The same presence of mind led to Beltran's great throw in the 10th.

"As soon as Michael Young hit the baseball, I felt that I was going to have a better angle than Jon Jay," Beltran said. "So I called for the ball, about five, six times, and Jon Jay was able to hear me and leave it up to me."

It's worth considering that for Beltran to make that decision, he needed to see the entire field in his head at the instant the ball was hit -- where it was going, who was playing center field, what would allow the Cardinals to keep the go-ahead run from scoring, and how to position himself to make the throw. He did, and then he made a glorious throw.

Three innings later, he managed to force Jansen, a pitcher who walked 18 hitters and struck out 111, into a 3-1 count, knowing Jansen would have to come after him, with two on and Matt Holliday on deck.

"I was trying to get a good pitch to hit," Beltran explained, simply. "I know Jansen is a good closer, and he's capable of making a lot of pitches for strikes. He made a good pitch, a backdoor cutter for a strike, and after that he tried to make me chase some cutters in the dirt. And I was able to let those go, get into a hitter's count. Once I was in a hitter's count, I was looking for a pitch to hit, because I knew he was going to throw a pitch that I was going to be able to hit."
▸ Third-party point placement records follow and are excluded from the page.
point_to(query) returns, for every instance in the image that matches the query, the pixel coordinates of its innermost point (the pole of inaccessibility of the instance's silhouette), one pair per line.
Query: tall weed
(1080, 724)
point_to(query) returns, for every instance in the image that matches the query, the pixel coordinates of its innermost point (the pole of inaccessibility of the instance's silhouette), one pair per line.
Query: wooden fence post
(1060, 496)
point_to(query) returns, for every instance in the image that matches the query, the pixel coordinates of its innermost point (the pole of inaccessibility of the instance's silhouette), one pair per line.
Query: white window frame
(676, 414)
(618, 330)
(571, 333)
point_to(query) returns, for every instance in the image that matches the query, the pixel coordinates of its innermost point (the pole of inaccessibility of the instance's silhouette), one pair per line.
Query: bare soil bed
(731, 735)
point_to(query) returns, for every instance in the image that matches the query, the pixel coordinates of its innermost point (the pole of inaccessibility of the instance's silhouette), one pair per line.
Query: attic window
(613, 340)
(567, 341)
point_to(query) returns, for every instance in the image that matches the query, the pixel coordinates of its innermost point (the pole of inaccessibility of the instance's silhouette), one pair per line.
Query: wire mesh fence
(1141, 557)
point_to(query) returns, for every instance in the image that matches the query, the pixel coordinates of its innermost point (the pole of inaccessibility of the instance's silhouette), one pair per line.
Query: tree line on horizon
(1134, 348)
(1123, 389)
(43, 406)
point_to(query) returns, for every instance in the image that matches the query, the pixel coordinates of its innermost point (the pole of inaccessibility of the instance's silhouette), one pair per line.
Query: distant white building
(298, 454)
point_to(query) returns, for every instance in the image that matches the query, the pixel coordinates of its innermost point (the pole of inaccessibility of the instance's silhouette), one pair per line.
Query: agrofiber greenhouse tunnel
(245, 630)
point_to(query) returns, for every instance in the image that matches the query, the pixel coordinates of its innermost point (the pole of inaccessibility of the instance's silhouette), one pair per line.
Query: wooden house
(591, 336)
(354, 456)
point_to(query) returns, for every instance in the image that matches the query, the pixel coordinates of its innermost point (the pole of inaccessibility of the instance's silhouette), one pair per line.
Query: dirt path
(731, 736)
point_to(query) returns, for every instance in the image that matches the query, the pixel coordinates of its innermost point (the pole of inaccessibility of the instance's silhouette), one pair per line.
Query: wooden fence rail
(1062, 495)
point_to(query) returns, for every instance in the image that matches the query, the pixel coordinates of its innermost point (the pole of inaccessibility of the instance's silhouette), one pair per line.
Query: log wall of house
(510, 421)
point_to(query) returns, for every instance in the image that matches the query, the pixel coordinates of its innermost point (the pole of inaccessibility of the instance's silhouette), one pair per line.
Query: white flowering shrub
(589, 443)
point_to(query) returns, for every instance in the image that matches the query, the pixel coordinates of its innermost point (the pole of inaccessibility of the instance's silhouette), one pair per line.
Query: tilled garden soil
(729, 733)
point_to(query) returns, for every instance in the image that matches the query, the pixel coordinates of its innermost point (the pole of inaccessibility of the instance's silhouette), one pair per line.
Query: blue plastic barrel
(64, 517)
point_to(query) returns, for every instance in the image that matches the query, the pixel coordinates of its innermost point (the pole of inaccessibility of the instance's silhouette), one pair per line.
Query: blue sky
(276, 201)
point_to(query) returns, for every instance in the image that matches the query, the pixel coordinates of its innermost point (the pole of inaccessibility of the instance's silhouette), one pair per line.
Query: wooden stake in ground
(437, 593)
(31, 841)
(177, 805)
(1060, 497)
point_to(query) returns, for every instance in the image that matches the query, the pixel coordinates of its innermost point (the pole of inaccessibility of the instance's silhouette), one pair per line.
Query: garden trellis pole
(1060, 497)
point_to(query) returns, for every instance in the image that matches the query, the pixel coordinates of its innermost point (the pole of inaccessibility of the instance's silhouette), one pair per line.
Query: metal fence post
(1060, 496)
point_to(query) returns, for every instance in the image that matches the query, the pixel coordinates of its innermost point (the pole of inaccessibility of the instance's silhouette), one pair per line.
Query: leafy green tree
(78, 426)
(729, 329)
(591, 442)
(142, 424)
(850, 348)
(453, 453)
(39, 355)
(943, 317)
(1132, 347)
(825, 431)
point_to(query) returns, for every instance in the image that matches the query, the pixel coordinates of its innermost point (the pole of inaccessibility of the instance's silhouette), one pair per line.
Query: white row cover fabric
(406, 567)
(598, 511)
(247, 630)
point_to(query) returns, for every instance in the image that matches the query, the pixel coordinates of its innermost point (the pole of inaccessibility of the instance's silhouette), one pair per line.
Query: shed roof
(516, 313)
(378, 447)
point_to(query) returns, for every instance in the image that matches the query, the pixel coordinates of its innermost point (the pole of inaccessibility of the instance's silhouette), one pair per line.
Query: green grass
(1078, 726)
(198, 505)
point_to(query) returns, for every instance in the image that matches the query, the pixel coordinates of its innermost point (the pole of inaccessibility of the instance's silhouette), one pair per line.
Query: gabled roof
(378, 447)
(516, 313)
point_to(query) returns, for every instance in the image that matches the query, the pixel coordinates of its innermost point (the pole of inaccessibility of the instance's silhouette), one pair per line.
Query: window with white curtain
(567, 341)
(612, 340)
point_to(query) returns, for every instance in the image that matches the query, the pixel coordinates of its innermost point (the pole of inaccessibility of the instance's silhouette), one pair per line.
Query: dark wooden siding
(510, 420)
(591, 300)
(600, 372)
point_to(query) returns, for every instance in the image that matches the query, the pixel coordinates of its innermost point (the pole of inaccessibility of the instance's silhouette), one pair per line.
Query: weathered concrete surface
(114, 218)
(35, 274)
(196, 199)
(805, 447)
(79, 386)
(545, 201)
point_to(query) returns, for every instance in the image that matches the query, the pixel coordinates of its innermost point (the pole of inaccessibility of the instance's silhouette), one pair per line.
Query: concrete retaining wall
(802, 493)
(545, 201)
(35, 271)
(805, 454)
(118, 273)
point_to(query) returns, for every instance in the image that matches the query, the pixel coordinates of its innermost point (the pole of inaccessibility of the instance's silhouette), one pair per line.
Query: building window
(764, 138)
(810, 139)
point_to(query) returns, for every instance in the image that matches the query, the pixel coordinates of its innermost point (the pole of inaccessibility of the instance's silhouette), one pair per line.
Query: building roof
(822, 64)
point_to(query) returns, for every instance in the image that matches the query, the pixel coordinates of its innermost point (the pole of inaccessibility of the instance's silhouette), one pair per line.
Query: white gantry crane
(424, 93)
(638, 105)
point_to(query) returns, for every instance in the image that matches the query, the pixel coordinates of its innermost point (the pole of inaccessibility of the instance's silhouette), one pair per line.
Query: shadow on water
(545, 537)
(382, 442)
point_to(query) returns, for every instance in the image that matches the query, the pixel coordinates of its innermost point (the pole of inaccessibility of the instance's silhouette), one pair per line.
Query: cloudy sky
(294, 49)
See, that's the thing: Carlos Beltran knew how to work an at-bat to his advantage, which took the intelligence of his approach. But plenty of people can game out an at-bat. Carlos Beltran, in October, takes those situations where he has the advantage and maximizes them, again and again.

Amazingly enough, Beltran's teams have never qualified for the World Series, despite his heroics. This feels like a different sort of year, with appreciation for his accomplishments reaching ever-higher levels. But nothing is guaranteed, the Dodgers are a very talented team. He's three wins away now, but he's been even closer as recently as last year, just one win away then, as well as in 2004 and 2006.

So when I asked Matheny again after the game whether he was surprised on the occasions when Beltran doesn't come through -- though I considered asking him whether he still thought my Babe Ruth comparison was so silly -- he talked in terms of his team as a whole, which makes sense. His job is to get to the World Series and win it, not to build a Carlos Beltran Appreciation Society.

"As far as my expectations, I expect all these guys to come through for us," Matheny said. "We've seen them do it all season long. Different guys step in, and it's not just on Carlos. It's not going to be just Carlos."

But Friday night, not for the first time, and probably not for the last time, it was.

Someday, Carlos Beltran highlights are going to look as ancient as Babe Ruth highlights do to us, and uniformly successful, all home runs and game-winning hits and epic throws. Another baseball player might even put together a postseason record like this. And a manager will laugh if a reporter throws out a comparison between that flesh and blood player and the legendary Carlos Beltran.